Mar 27, 2025

Commodity markets daily recap

Posted Mar 27, 2025 7:31 PM

By NATHAN STUEDLE

St. Joseph Post

GRAINS:

May corn closed down 1 1/4 cents and July corn was down 1 cent. May soybeans closed up 15 3/4 cents and July soybeans were up 15 1/2 cents. May KC wheat closed up 1 1/4 cents, May Chicago wheat was down 3 1/4 cents, May Minneapolis wheat was up 3 1/4 cents.

Soybean futures were able to post a strong double-digit move higher and cover technical ground on bullish optimism ahead of Monday's acreage report. Along those lines, Monday's report is expected to show an increase in both corn and wheat acreage, year-over-year, which is the main source of pressure to those markets, although Kansas City wheat futures were able to showcase an impressive late=session rally to close higher for the day, snapping a streak of three down sessions. In outside markets, a fresh round of tariff headlines centered around the auto-industry has stock indices nervous Thursday, as the Dow Jones posted a two-way trade in the morning before sellers gained the edge. The U.S. Dollar Index is also working lower as a result of added uncertainty on Thursday but overall is firmer for the week.

LIVESTOCK:

The live cattle complex got back to trading higher as the contracts are no longer up against immediate pressure of hitting resistance points, and given the fact that traders remain hopeful that cash cattle prices will trade steady to somewhat higher again this week. There's a bid currently on the table in Nebraska at $213, but no trade has developed quite yet. Asking prices are firm in the South from $211 to $212 but are not yet established in the North. Given the strong prices boxed beef prices have seen again this week, it's likely that feedlot managers will be willing to hold out until the week's bitter end for at steady prices, but ideally, they'd like to see higher prices.

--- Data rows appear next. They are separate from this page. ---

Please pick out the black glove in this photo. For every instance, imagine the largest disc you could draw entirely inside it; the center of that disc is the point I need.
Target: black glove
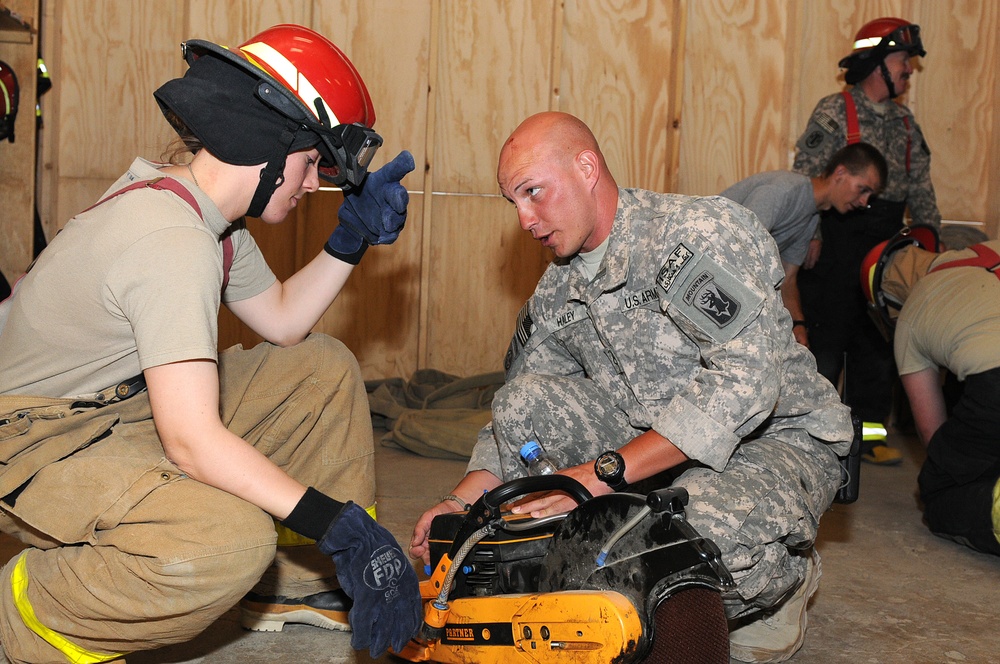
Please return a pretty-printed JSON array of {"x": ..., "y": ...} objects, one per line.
[
  {"x": 375, "y": 573},
  {"x": 374, "y": 213}
]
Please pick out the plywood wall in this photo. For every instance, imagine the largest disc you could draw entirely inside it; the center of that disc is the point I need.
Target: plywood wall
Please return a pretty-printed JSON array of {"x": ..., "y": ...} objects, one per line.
[{"x": 684, "y": 95}]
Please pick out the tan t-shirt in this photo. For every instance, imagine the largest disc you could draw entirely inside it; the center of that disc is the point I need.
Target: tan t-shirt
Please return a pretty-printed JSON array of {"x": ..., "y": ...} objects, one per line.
[
  {"x": 131, "y": 284},
  {"x": 951, "y": 319}
]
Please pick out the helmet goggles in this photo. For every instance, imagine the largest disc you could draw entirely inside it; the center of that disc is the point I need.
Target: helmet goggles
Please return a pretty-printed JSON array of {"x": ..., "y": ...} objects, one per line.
[{"x": 905, "y": 38}]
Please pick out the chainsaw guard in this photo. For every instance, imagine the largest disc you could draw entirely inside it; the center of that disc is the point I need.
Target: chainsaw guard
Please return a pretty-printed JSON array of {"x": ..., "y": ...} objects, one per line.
[{"x": 622, "y": 578}]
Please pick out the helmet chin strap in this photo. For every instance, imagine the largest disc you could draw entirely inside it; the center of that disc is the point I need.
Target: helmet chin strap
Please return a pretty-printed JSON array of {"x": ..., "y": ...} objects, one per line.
[
  {"x": 273, "y": 174},
  {"x": 888, "y": 80}
]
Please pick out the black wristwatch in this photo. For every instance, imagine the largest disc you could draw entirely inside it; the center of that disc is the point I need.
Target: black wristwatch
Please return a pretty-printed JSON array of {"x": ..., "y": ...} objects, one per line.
[{"x": 610, "y": 469}]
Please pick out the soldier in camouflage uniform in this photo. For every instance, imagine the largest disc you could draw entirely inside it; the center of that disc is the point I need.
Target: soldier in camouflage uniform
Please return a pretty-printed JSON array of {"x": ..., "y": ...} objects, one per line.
[
  {"x": 878, "y": 69},
  {"x": 659, "y": 332}
]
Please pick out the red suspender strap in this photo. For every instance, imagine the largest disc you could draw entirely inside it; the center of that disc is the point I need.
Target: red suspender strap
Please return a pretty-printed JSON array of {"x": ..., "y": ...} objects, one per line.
[
  {"x": 985, "y": 258},
  {"x": 176, "y": 187},
  {"x": 227, "y": 259},
  {"x": 909, "y": 142},
  {"x": 853, "y": 129}
]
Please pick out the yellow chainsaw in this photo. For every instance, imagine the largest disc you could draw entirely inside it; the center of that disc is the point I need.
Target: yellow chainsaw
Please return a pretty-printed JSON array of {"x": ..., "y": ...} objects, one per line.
[{"x": 622, "y": 578}]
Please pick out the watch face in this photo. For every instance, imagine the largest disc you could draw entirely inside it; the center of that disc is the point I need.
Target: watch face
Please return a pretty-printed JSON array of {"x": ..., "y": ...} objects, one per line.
[{"x": 609, "y": 465}]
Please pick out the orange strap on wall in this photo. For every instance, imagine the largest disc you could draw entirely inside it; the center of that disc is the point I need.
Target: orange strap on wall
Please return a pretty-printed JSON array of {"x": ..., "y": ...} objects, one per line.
[{"x": 985, "y": 258}]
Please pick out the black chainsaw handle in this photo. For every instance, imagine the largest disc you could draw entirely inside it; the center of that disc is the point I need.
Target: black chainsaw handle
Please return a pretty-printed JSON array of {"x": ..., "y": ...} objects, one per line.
[{"x": 525, "y": 485}]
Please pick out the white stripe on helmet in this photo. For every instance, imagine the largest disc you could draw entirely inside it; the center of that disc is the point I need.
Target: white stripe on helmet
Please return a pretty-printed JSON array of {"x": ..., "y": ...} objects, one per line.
[{"x": 290, "y": 73}]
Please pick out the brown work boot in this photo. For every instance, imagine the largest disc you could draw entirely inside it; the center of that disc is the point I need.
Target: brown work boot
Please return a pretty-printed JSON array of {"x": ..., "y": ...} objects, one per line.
[
  {"x": 777, "y": 634},
  {"x": 328, "y": 610}
]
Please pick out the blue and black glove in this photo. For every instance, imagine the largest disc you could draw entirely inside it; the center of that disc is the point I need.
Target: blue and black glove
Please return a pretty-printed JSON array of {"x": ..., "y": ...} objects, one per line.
[
  {"x": 373, "y": 213},
  {"x": 375, "y": 573}
]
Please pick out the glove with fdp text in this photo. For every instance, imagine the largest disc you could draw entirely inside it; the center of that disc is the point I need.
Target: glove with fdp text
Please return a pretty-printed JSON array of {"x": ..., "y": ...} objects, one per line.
[
  {"x": 373, "y": 213},
  {"x": 375, "y": 573}
]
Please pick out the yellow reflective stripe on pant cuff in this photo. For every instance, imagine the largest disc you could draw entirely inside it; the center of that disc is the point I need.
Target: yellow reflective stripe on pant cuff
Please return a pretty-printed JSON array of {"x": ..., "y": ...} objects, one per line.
[
  {"x": 287, "y": 537},
  {"x": 996, "y": 510},
  {"x": 873, "y": 431},
  {"x": 73, "y": 653}
]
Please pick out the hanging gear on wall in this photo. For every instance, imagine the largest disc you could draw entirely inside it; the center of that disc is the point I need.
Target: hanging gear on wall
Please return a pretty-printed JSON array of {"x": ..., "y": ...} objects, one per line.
[{"x": 9, "y": 94}]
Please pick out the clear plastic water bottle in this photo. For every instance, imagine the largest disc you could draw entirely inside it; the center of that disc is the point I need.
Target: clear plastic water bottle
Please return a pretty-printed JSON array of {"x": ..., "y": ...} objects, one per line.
[{"x": 536, "y": 458}]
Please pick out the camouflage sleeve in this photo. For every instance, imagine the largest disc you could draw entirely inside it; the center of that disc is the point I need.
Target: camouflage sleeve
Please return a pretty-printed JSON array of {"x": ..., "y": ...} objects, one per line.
[
  {"x": 920, "y": 198},
  {"x": 825, "y": 134},
  {"x": 723, "y": 299}
]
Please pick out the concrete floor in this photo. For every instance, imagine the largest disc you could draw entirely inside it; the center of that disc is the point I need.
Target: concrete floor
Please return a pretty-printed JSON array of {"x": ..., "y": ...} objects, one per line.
[{"x": 890, "y": 592}]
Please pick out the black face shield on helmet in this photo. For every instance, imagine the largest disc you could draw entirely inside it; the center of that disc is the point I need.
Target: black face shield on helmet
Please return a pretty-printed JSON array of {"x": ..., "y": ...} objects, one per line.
[{"x": 244, "y": 117}]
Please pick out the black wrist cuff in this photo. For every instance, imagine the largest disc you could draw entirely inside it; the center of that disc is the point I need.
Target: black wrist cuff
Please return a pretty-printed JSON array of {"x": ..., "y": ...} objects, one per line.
[
  {"x": 352, "y": 258},
  {"x": 313, "y": 514}
]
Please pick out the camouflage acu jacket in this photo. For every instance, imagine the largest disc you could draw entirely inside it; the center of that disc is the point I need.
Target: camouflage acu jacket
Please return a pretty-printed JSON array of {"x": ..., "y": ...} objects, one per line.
[
  {"x": 891, "y": 128},
  {"x": 684, "y": 328}
]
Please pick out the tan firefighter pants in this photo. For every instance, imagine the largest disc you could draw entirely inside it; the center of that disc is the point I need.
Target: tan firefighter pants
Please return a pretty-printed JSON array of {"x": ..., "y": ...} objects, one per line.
[{"x": 125, "y": 553}]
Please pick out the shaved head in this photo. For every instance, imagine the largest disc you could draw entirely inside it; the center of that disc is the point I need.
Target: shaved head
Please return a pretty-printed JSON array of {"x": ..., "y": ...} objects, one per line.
[
  {"x": 552, "y": 169},
  {"x": 549, "y": 135}
]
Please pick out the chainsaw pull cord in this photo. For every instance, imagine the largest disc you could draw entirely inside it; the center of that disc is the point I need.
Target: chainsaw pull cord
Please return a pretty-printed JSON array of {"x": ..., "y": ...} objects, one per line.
[
  {"x": 441, "y": 602},
  {"x": 670, "y": 500},
  {"x": 618, "y": 534}
]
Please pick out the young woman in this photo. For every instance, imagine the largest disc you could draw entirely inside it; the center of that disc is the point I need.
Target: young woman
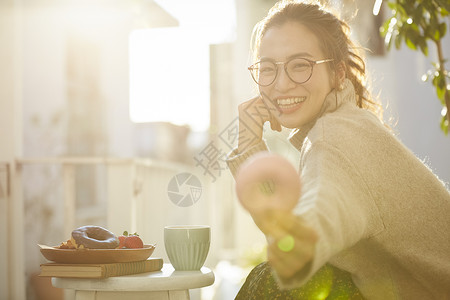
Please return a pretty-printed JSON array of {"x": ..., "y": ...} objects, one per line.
[{"x": 368, "y": 207}]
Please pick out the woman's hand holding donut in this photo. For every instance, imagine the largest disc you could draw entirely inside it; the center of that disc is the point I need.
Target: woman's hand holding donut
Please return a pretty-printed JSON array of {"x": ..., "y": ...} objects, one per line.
[
  {"x": 291, "y": 243},
  {"x": 268, "y": 186},
  {"x": 252, "y": 116}
]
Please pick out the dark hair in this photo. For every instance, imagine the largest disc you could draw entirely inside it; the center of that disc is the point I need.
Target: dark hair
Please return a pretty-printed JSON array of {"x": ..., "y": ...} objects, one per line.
[{"x": 334, "y": 38}]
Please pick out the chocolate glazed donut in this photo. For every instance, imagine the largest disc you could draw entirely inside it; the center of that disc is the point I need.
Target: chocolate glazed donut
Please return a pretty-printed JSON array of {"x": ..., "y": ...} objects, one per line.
[{"x": 94, "y": 237}]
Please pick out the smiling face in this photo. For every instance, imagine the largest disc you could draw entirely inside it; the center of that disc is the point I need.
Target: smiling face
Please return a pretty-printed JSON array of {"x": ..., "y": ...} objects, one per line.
[{"x": 297, "y": 104}]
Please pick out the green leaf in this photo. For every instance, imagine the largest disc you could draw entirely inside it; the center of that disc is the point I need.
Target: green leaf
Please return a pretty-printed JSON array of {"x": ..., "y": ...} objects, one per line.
[
  {"x": 444, "y": 4},
  {"x": 423, "y": 46},
  {"x": 442, "y": 29},
  {"x": 392, "y": 5},
  {"x": 444, "y": 124},
  {"x": 410, "y": 44}
]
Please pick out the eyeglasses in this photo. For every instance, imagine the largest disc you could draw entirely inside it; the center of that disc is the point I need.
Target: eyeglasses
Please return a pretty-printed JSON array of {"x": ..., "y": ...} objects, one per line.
[{"x": 299, "y": 70}]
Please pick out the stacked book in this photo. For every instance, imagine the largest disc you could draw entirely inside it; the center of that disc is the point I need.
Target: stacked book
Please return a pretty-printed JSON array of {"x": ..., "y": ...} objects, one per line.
[{"x": 101, "y": 270}]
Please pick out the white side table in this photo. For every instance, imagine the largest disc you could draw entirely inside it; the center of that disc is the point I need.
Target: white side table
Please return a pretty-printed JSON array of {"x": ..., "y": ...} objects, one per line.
[{"x": 165, "y": 284}]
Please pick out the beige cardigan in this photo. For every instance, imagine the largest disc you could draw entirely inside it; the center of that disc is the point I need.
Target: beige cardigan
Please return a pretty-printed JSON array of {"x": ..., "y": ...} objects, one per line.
[{"x": 380, "y": 213}]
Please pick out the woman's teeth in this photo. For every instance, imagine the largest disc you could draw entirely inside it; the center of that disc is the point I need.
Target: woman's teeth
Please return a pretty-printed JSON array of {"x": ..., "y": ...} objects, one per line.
[{"x": 290, "y": 101}]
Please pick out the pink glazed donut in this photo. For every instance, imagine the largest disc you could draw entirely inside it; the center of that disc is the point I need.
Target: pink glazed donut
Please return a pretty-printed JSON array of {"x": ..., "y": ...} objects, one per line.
[{"x": 267, "y": 181}]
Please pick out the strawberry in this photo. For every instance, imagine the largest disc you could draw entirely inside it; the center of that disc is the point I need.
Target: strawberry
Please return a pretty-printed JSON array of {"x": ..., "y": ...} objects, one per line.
[
  {"x": 133, "y": 241},
  {"x": 121, "y": 241}
]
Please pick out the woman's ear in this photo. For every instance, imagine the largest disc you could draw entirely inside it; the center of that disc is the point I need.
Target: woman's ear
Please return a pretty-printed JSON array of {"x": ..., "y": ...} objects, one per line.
[{"x": 340, "y": 73}]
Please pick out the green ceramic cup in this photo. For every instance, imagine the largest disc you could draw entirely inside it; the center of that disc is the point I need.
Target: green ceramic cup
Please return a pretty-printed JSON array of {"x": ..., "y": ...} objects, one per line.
[{"x": 187, "y": 246}]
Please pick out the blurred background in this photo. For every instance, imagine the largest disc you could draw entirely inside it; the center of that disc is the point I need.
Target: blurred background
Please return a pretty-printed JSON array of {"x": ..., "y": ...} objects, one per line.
[{"x": 103, "y": 102}]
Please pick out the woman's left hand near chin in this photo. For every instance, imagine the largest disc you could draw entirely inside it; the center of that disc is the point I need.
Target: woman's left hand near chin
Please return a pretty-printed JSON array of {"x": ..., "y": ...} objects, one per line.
[{"x": 291, "y": 243}]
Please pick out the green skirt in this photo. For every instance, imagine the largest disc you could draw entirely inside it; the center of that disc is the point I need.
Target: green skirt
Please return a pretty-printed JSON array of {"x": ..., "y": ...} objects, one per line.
[{"x": 328, "y": 283}]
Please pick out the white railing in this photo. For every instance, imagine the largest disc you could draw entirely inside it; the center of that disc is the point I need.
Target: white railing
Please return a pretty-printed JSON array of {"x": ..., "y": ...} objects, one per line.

Even though the live cattle complex was trading higher, the feeder cattle contracts continued to trade slightly lower much of the session, but as traders witnessed more confidence from the live cattle contracts, they eventually pushed the feeder cattle contracts higher. Nevertheless, the countryside continues to see phenomenal demand from buyers as they know that summertime pastures will be ready in no time.

Even though this morning's export sales report was supportive, the lean hog complex braced ahead of this afternoon's Quarterly Hogs and Pigs Report. It's not helping matters either that pork cutout values were lower, which is adding even more doggishness to the market's tone.